Het amendement Omtzigt-Bruins wijzigt de inhoud van het Uniform Pensioenoverzicht (hierna:
UPO). De meerderheid van de Kamer is van mening dat het
UPO altijd de dekkingsgraad moet bevatten naar Nederlandse maatstaf. Het
UPO bevat tevens de bepaling: «Uw pensioen staat onder toezicht van toezichthouder «(...)». Uw pensioen is ondergebracht in land «(...)» en het parlement aldaar kan besluiten belasting te heffen tijdens de opbouwfase.» De laatste zinsnede volgt overigens alleen uit de toelichting en niet uit de gewijzigde wettekst zelf.

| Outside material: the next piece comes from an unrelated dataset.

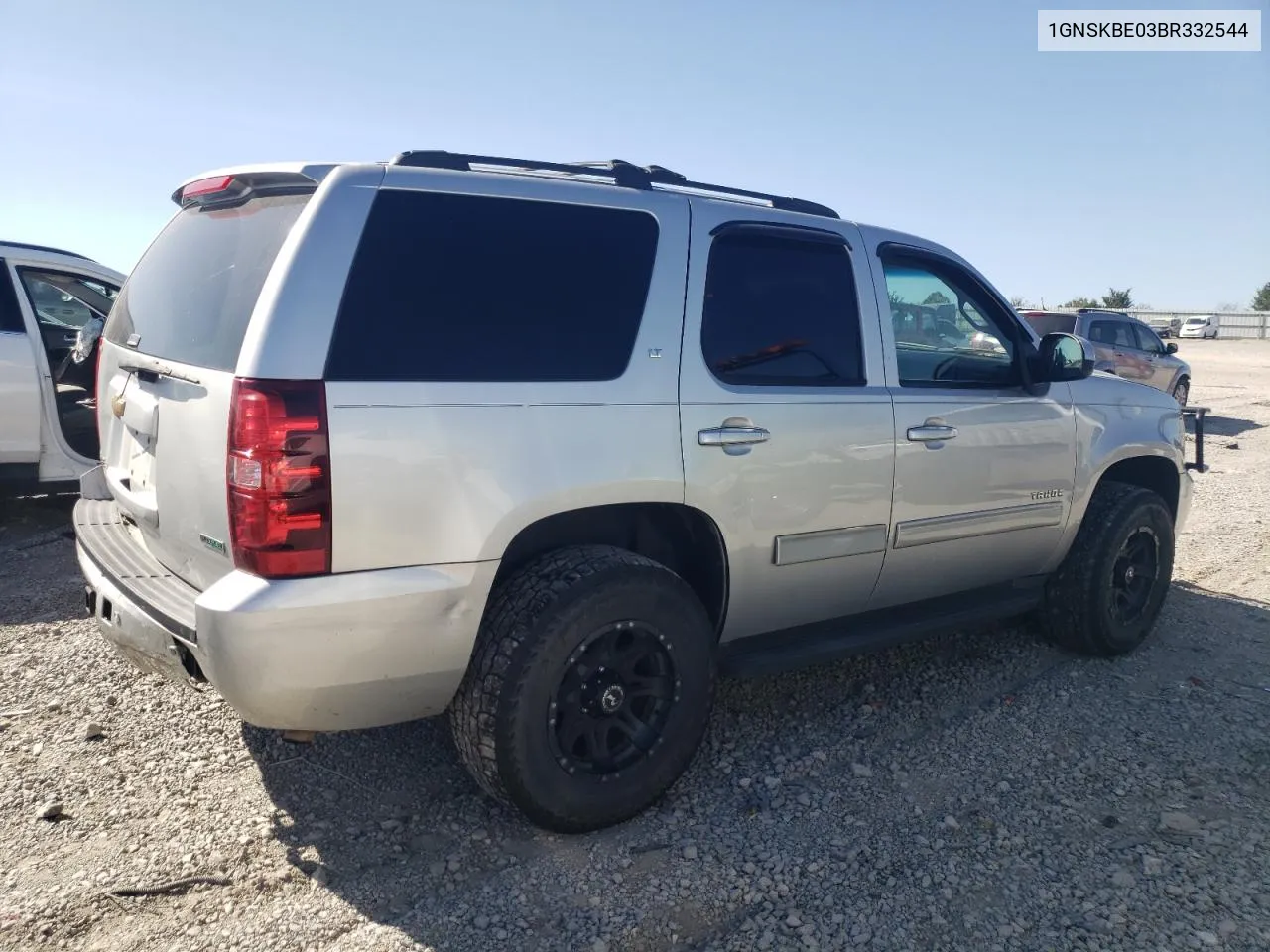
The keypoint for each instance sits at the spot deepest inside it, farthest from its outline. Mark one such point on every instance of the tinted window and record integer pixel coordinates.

Het amendement Van Weyenberg ziet op het vergroten van de openbaarheid van besluiten tot het opleggen van een bestuurlijke boete door toezichthouders.

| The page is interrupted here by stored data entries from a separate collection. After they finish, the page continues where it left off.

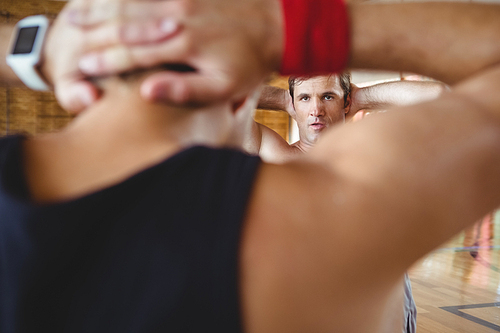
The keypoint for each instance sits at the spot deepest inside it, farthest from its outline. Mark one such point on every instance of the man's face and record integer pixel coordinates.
(319, 103)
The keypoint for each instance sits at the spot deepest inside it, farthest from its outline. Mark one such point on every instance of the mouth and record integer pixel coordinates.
(317, 126)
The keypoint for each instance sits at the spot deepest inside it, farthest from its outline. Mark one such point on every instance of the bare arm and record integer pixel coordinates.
(384, 36)
(274, 98)
(381, 192)
(385, 95)
(445, 41)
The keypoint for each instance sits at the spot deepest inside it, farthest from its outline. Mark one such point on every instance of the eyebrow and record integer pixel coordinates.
(322, 94)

De motie Van Kent-Van Dijk roept de regering op om in overleg te gaan met de pensioensector over het terugdringen de uitkering van beleggersbonussen. (Bron en meer: PwC,
26 okt. 2018)
* IORP: Occupational Retirement Provision Directive (Europese Pensioenfondsenrichtlijn)
EIOPA publiceert rapport over het Pension Benefit Statement
Het rapport gaat in op vier onderwerpen:
- Wat heeft de consument aan een Pension Benefit Statement?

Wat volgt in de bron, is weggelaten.